Os traders norte-americanos de fertilizantes estão aproveitando uma janela de arbitragem criada pela diferença entre os preços domésticos e internacionais de fosfato diamônico, principal fertilizante fosfatado. A estratégia surge em meio a um cenário de guerra no Irã, que impacta as cadeias de suprimentos globais e eleva a demanda por fertilizantes em mercados externos.

Os preços internos nos EUA ficaram defasados em relação ao mercado global, principalmente porque os agricultores, pressionados pelo alto custo de produção, reduziram o uso do fosfato. Com isso, parte do produto tem sido exportada para países que oferecem preços mais altos, superando a demanda local em um ambiente de oferta restrita.

Desde o fim de fevereiro, traders compraram mais de 100 mil toneladas curtas de fosfato diamônico para reexportação, segundo fontes da indústria. Entre janeiro e março, os EUA importaram pouco mais de 0,5 milhão de toneladas métricas do produto, compensando períodos anteriores de menor volume e tarifas recíprocas dos EUA.

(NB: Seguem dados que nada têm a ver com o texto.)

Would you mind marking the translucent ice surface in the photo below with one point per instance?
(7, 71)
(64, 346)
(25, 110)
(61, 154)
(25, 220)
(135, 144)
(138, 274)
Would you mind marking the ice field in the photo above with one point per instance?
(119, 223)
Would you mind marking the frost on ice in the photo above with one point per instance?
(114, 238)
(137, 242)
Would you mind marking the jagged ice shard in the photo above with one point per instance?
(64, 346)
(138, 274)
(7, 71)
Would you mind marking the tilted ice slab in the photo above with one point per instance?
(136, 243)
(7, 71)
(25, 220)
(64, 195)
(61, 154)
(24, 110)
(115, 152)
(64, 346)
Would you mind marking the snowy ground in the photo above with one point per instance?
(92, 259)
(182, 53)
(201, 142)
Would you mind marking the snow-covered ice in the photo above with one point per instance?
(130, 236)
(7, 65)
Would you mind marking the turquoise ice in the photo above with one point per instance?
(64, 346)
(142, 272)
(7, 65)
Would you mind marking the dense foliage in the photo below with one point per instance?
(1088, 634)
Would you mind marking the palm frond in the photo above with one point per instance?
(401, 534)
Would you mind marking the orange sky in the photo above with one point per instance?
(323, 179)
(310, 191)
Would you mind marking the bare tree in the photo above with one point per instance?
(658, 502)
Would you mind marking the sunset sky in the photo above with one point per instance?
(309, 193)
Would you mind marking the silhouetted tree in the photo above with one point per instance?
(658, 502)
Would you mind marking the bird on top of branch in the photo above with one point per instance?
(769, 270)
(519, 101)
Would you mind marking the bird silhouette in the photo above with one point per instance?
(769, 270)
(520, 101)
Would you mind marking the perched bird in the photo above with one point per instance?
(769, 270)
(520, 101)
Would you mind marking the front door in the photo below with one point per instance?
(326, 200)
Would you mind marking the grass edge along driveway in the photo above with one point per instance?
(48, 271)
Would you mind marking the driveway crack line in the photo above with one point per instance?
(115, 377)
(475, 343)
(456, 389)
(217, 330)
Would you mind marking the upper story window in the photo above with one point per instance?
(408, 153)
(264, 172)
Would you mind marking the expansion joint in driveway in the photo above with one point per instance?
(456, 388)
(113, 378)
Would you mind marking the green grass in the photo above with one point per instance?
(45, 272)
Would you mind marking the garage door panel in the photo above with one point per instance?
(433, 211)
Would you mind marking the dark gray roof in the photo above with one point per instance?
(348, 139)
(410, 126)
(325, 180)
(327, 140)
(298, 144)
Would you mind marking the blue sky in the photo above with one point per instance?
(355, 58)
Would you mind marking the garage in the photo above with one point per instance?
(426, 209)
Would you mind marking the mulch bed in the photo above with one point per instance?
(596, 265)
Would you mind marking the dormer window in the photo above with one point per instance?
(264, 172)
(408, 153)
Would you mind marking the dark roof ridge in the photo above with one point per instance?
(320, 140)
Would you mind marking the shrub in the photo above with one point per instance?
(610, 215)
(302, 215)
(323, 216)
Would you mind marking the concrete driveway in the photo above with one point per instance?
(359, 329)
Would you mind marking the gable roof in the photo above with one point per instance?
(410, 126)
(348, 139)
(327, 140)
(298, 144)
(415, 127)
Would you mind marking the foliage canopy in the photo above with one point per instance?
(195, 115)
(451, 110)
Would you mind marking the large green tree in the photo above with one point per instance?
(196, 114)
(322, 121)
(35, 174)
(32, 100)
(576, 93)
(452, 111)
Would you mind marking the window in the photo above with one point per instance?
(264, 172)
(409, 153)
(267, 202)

Essa tendência aumenta a pressão sobre o mercado doméstico, já bastante apertado. Países com maior dependência de importações, como Índia e Brasil, oferecem prêmios mais elevados para garantir suprimento, enquanto a China reduz exportações. No curto prazo, parte das cargas enviadas ao exterior pode elevar os custos para os agricultores na próxima safra.

Em relação ao contexto global, o fosfato diamônico atingiu preço mais elevado em mercados-chave, com o prêmio sobre os preços de Nova Orleans chegando ao maior nível desde 2023 em março. Mesmo com recuperação recente, o mercado americano ainda enfrenta desafios de liquidez, e compradores podem priorizar exportações ou aquisições para o próximo trimestre.

  • A indústria aponta que, embora o abastecimento para a temporada atual permaneça suficiente, o impulso de exportação aumenta a incerteza de custos para safras futuras. O setor agrícola acompanha de perto eventuais alterações de tarifas e possíveis alívios regulatórios sobre fertilizantes importados.